The present invention relates to a new and distinct cultivar of Calibrachoa plant botanically known as Calibrachoa×hybrida and hereinafter referred to by the cultivar name ‘PAS1020344’.
The new cultivar originated in a controlled breeding program in Elburn, Ill. during May 2011. The objective of the breeding program was the development of Calibrachoa cultivars with unique flower coloration and mounded-trailing growth habit.
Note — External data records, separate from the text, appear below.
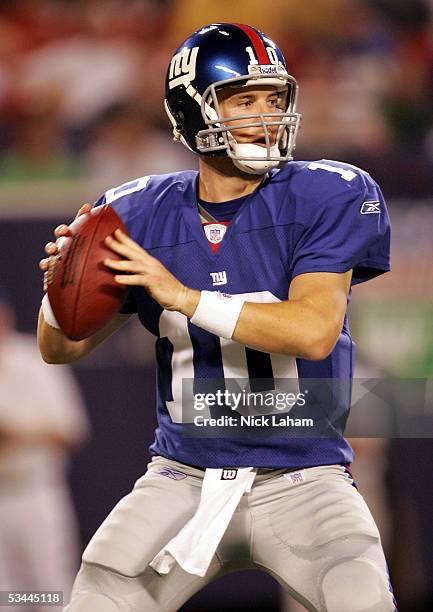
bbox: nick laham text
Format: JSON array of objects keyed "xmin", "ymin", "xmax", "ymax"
[{"xmin": 193, "ymin": 415, "xmax": 314, "ymax": 427}]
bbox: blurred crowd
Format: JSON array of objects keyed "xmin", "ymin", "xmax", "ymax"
[{"xmin": 0, "ymin": 0, "xmax": 432, "ymax": 188}]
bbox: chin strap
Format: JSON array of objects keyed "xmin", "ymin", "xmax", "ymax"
[{"xmin": 230, "ymin": 142, "xmax": 281, "ymax": 175}]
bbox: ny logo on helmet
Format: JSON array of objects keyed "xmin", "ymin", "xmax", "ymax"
[{"xmin": 168, "ymin": 47, "xmax": 199, "ymax": 89}]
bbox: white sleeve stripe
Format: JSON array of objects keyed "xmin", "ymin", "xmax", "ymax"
[
  {"xmin": 307, "ymin": 162, "xmax": 357, "ymax": 182},
  {"xmin": 104, "ymin": 175, "xmax": 151, "ymax": 204}
]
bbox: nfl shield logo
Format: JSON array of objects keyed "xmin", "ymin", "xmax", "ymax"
[
  {"xmin": 210, "ymin": 228, "xmax": 221, "ymax": 241},
  {"xmin": 284, "ymin": 470, "xmax": 306, "ymax": 485},
  {"xmin": 290, "ymin": 472, "xmax": 304, "ymax": 484},
  {"xmin": 204, "ymin": 223, "xmax": 227, "ymax": 244}
]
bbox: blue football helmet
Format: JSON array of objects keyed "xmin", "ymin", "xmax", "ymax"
[{"xmin": 164, "ymin": 23, "xmax": 302, "ymax": 175}]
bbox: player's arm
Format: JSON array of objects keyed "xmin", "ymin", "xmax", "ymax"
[
  {"xmin": 177, "ymin": 270, "xmax": 351, "ymax": 359},
  {"xmin": 230, "ymin": 271, "xmax": 351, "ymax": 359},
  {"xmin": 38, "ymin": 310, "xmax": 131, "ymax": 364},
  {"xmin": 104, "ymin": 230, "xmax": 351, "ymax": 361},
  {"xmin": 38, "ymin": 204, "xmax": 131, "ymax": 364}
]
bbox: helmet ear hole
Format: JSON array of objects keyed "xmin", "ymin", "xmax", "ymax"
[
  {"xmin": 170, "ymin": 106, "xmax": 187, "ymax": 138},
  {"xmin": 175, "ymin": 110, "xmax": 185, "ymax": 126}
]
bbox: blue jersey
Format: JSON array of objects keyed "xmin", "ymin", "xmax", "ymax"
[{"xmin": 95, "ymin": 159, "xmax": 390, "ymax": 468}]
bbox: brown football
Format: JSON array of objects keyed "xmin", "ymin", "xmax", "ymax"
[{"xmin": 47, "ymin": 204, "xmax": 128, "ymax": 340}]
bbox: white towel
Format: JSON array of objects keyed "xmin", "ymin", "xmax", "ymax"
[{"xmin": 150, "ymin": 467, "xmax": 256, "ymax": 577}]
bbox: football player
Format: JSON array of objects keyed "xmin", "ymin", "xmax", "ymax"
[{"xmin": 38, "ymin": 23, "xmax": 396, "ymax": 612}]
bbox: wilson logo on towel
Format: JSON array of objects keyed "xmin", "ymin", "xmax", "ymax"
[{"xmin": 221, "ymin": 469, "xmax": 238, "ymax": 480}]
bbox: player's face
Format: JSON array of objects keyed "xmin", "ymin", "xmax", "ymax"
[{"xmin": 216, "ymin": 84, "xmax": 286, "ymax": 147}]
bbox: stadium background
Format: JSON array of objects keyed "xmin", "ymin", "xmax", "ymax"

The new Calibrachoa cultivar is the result of cross-pollination. The female (seed) parent of the new cultivar is the proprietary Calibrachoa hybrida breeding selection coded N1112R, not patented, characterized by its dark violet-blue colored flowers, medium green-colored foliage, and moderately vigorous, spreading habit. The male (pollen) parent of the new cultivar is the proprietary Calibrachoa×hybrida breeding selection coded N8551R, not patented, characterized by its medium violet-colored flowers, medium green-colored foliage, and moderately vigorous, compact-mounded growth habit. The new cultivar was discovered and selected as a single flowering plant within the progeny of the above stated cross-pollination during August 2011 in a controlled environment in Elburn, Ill.
Both parents have a degree of homozygosity such that the progeny of the cross N1112R times N8551R are phenotypically uniform and essentially identical to ‘PAS1020344’. Accordingly, phenotypically identical ‘PAS1020344’ can be produced by sexual reproduction as well as asexual reproduction.
Asexual reproduction of the new cultivar by terminal stem cuttings since August 2011 in West Chicago, Ill. has demonstrated that the new cultivar reproduces true to type with all of the characteristics, as herein described, firmly fixed and retained through successive generations of such asexual propagation.